We are no longer using LambdaMetafactory and use a custom implementation that maps a passed String to a MethodHandle. There is no easy way to represent this new scheme as it no longer maps to a source code construct, making this class impossible to decompile back to its original form. Some will try their best to show the intention of the code, but are at the end of the day still wrong. Some examples:

  • CFR: MyBootstrap.find("lookup-key", this);
  • Procyon: ProcyonInvokeDynamicHelper_1.invoke(this);
  • FernFlower: MyBootstrap.find<"lookup-key">(this);

Another fun fact is that despite the implication of the name MethodType you can also apply this form of reference obfuscation to field accessors. The MethodHandle.Lookup has methods for field reading and writing. You can quite easily create an obfuscator that replaces all of these references with a custom lookup. There's not too much of a concern about performance if you do this since these ConstantCallSite values are resolved once, and then cached.

Can Recaf automatically restore the original form?
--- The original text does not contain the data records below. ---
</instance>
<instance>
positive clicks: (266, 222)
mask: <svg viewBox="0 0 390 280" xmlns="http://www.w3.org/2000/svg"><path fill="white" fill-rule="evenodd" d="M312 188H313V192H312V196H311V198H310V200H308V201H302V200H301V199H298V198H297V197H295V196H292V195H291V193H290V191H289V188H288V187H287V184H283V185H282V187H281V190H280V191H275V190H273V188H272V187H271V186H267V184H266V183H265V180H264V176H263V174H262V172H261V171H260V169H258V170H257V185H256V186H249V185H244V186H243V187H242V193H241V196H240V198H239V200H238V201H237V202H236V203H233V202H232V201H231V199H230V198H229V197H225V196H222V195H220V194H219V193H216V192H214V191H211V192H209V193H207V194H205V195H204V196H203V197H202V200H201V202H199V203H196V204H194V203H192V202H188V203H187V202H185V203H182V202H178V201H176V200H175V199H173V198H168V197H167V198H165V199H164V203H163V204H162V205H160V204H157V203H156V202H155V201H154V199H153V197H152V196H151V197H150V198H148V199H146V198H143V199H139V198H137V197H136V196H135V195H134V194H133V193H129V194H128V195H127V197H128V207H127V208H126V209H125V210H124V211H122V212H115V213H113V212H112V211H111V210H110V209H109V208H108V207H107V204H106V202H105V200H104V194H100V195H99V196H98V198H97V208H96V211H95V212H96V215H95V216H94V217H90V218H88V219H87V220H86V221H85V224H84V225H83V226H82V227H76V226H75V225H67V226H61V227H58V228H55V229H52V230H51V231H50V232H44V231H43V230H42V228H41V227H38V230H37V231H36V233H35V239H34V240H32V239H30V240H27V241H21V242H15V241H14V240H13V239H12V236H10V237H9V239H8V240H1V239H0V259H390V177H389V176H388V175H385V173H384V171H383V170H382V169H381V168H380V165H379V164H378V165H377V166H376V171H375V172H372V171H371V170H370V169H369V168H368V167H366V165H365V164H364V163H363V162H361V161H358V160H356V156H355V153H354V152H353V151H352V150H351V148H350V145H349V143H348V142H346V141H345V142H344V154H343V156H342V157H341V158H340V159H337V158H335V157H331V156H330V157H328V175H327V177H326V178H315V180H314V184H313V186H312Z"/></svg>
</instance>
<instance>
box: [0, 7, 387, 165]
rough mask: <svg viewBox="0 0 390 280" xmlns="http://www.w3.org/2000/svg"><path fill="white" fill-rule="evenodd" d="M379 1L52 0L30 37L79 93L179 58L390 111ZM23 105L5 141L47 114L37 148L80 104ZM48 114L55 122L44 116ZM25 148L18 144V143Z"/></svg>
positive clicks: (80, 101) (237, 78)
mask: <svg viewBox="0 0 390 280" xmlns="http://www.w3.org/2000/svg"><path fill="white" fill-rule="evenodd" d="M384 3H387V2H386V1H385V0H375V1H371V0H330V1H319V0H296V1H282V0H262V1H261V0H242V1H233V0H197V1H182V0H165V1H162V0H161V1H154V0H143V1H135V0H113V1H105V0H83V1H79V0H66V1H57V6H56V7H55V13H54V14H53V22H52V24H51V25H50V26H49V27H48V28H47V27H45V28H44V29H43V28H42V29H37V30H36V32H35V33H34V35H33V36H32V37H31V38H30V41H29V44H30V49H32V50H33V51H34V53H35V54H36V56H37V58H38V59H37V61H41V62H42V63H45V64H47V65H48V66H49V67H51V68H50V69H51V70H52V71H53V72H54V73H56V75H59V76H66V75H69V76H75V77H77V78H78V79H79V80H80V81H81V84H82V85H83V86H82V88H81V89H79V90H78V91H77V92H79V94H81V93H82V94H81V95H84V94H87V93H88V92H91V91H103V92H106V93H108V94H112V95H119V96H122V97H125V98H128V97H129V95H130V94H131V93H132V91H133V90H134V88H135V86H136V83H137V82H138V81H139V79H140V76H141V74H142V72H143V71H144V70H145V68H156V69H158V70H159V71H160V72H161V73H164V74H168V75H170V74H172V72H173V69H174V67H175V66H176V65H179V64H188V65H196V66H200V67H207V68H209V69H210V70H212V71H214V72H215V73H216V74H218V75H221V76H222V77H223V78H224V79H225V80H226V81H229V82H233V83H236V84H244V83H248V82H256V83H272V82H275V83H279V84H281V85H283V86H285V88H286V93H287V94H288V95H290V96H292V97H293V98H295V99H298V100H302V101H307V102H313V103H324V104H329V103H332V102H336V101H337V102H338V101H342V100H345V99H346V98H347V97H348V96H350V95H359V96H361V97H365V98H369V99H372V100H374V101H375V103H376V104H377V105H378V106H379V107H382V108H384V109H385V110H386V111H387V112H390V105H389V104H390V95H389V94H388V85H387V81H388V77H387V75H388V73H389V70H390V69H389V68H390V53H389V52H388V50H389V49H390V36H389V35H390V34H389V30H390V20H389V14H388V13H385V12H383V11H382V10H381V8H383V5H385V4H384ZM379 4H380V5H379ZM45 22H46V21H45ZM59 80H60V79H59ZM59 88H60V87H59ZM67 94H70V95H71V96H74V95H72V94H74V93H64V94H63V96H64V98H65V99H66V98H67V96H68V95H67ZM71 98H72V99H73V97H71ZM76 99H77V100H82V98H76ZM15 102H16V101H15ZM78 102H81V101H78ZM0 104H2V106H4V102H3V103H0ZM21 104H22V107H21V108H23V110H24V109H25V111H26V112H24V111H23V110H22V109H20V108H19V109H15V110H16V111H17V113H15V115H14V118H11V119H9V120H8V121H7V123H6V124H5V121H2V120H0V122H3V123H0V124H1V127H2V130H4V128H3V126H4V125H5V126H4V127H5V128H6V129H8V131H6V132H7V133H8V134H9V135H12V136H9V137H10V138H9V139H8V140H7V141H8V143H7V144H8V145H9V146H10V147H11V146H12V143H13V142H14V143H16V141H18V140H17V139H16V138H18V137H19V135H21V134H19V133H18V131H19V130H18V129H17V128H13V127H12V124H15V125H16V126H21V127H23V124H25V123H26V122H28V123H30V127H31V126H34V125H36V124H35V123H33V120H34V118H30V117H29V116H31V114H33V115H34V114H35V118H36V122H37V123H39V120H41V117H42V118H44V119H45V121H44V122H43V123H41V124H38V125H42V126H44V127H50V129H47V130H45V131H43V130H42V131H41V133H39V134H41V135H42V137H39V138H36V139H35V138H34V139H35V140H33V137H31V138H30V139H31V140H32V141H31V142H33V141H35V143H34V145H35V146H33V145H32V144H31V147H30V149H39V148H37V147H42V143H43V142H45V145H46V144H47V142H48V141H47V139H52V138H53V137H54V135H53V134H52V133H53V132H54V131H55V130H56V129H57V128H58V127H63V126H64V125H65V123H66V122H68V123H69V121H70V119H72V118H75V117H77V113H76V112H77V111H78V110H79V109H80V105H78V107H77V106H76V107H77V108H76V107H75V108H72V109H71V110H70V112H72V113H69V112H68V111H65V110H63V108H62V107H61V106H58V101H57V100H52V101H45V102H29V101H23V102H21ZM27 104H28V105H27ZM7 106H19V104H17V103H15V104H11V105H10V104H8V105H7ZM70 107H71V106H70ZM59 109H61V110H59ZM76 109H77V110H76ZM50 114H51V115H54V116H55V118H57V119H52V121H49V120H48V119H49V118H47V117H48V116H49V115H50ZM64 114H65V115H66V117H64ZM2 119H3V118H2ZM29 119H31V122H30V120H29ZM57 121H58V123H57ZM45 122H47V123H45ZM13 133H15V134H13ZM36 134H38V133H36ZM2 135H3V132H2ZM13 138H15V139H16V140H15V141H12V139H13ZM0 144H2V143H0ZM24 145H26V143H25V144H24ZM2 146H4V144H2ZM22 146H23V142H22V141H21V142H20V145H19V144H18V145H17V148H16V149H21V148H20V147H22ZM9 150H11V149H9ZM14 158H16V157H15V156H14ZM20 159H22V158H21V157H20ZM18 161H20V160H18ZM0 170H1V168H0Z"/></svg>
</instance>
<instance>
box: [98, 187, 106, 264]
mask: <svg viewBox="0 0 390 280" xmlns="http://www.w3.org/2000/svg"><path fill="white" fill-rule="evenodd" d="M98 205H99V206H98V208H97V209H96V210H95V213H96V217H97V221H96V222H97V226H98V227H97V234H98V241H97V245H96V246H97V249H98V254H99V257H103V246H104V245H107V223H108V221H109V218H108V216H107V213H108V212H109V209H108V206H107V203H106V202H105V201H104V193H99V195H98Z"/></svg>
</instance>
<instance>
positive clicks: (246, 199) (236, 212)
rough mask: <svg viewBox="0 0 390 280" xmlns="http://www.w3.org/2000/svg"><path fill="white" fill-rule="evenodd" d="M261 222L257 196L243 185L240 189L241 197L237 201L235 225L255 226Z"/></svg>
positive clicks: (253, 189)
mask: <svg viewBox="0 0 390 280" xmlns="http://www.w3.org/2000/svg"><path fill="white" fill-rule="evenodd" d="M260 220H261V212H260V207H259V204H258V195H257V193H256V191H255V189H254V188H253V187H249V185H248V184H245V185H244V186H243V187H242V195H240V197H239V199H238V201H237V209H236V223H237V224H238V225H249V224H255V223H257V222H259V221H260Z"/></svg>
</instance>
It depends, but for now the short answer is going to be "not out of the box". The problem is that there are infinite ways to create a bootstrap method, so it becomes very hard to analyze obfuscated applications in a generic way that lets us determine the original intention. We could create specific transformers that target individual patterns used by specific obfuscators, but we are then in a game of cat-and-mouse. One small change in a new version of that specific obfuscator would break our transformer, and then we also need to support multiple versions of that transformer. This would be a massive time sink for us and also create lots of not so great duplicate code. For this reason, creating transformers for specific obfuscators is a process left to the you and the rest of the Recaf community (Plugins can register their own transformers via TransformationManager). Recaf will provide a host of generic obfuscation transformers and additional services for you to build off of though when creating your own transformer.